The proposed method properly compensated for T2* decay to yield accurate fat fraction estimates in the water-fat phantoms. Further, linear regression analysis from the liver datasets showed that the proposed method accurately estimated fat fraction at acceleration factors that were higher than those achievable by the sequential parallel imaging and water-fat imaging method. Accurate fat fraction estimates were demonstrated at acceleration factors up to 4x, although some image artifacts were observed.

Conclusion

The proposed T2*-compensated parallel imaging and compressed sensing framework demonstrates the potential to further accelerate water-fat imaging while maintaining accurate estimates of proton density fat fraction.

INTRODUCTION

The renewed interest in water-fat imaging (1) has led to the development of a quantitative imaging biomarker known as the proton density fat fraction (PDFF) (2). The importance of this biomarker is underscored by two factors: 1) the increasing prevalence of nonalcoholic fatty liver disease (NAFLD), which is now estimated to affect 20-30% of people in the United States, and 2) the inadequacies of biopsy, which include risk, invasiveness, and the variability in sampling that can cause contradicting diagnoses (3,4). The development of an MRI-based method provides the potential for a safe, noninvasive, and reliable alternative to biopsy for the diagnosis and grading of steatosis (5). Recent studies have demonstrated the accuracy and/or precision of chemical shift encoded methods in estimating the PDFF (hereafter referred to as fat fraction) (6-8).

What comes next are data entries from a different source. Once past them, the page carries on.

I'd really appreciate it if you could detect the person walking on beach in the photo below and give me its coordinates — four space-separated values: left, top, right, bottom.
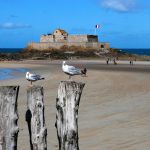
129 57 133 65
113 58 117 65
106 58 109 65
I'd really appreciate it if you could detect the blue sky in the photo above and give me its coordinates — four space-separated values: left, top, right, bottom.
0 0 150 48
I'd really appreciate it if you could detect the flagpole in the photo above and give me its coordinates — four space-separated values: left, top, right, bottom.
95 28 97 35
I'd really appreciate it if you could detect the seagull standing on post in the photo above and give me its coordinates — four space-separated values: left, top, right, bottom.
26 72 45 85
62 61 87 79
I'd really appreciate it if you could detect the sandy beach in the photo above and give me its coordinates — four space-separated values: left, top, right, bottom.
0 60 150 150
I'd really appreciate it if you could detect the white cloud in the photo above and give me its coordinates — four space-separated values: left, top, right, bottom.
101 0 136 12
0 22 31 29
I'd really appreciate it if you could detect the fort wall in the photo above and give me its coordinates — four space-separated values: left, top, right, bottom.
28 42 101 50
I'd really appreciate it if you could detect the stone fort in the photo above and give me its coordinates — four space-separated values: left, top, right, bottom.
28 29 110 50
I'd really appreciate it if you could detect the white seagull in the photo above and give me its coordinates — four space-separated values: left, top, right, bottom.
26 72 45 85
62 61 87 79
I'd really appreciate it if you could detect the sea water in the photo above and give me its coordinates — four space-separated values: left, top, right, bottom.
0 48 150 56
0 68 29 80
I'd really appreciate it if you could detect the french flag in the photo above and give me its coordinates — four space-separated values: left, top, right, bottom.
95 24 100 29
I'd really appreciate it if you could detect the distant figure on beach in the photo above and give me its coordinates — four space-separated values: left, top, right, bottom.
106 58 109 65
62 61 87 79
26 72 45 85
113 58 117 65
129 57 133 65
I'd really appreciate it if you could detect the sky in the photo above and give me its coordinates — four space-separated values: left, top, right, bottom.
0 0 150 48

The benefits of an MRI-based method for quantifying liver fat fraction naturally come with the limitations of MRI. Of particular relevance is the lengthy scan time, which is further compounded in chemical shift encoded MRI due to the need for measurements at multiple echo times. This presents an especially challenging problem for liver imaging in which the patient must maintain a breath-hold during the scan to avoid respiratory-related image artifacts. A compromise is often made between spatial resolution, volume coverage, and/or SNR to achieve a manageable breath-hold time.

Acceleration techniques have been proposed with the goal of reducing the degree of needed compromise between imaging parameters. The most common technique uses parallel imaging to un-alias the echo time images followed by water-fat imaging to recover the signals of interest (7,9). In this case, acceleration is achieved by exploiting only the distinct spatial sensitivities of the receiver elements. It is conceivable that incorporating additional acceleration techniques, such as constrained reconstruction (10) and/or compressed sensing (11), could lead to an even higher acceleration while maintaining accurate estimates of fat fraction.

The goal of this work is to develop and demonstrate the feasibility of a joint parallel imaging and compressed sensing technique for estimating liver fat fraction. Whereas previous works (12-15) have used parallel imaging and/or compressed sensing for qualitative water-fat imaging, the focus of this work is in accurately quantifying fat fraction. We extend a previously developed framework for water-fat separation (14) that employed parallel imaging and compressed sensing to achieve acceleration in the liver, brachial plexus, ankle, and knee. The current work extends that framework by additionally compensating for the effects of T2* decay to allow for accurate liver fat fraction estimates. The proposed method is tested on a set of water-fat phantoms and is then demonstrated on seven asymptomatic adult volunteers. It is shown to accurately estimate fat fraction at acceleration factors that are higher than those achievable by the sequential parallel imaging and water-fat imaging technique.

MATERIALS AND METHODS

Signal Model

We extend the formulation that was proposed in previous work (14) by including the effects of T2* on the received signal. Doing so is especially critical when estimating fat fraction in the liver due to the potential presence of iron (16), which increases the rate of signal decay. Both Yu et al. (17) and Bydder et al. (18) have shown that T2* compensation is necessary for accurate fat fraction quantitation, particularly when the patient exhibits hepatic iron overload.

The signal model, presented in Eq. 1, relates the unknown signals of interest directly to the acquired data.

$${\mathbf{k}}_{\mathbf{u}}={\mathbf{F}}_{\mathbf{u}}\mathbf{C}{\mathbf{\psi }}^{\mathbf{R}}\mathbf{A\rho }+N(\mathbf{0},\mathbf{\sum })$$ [1]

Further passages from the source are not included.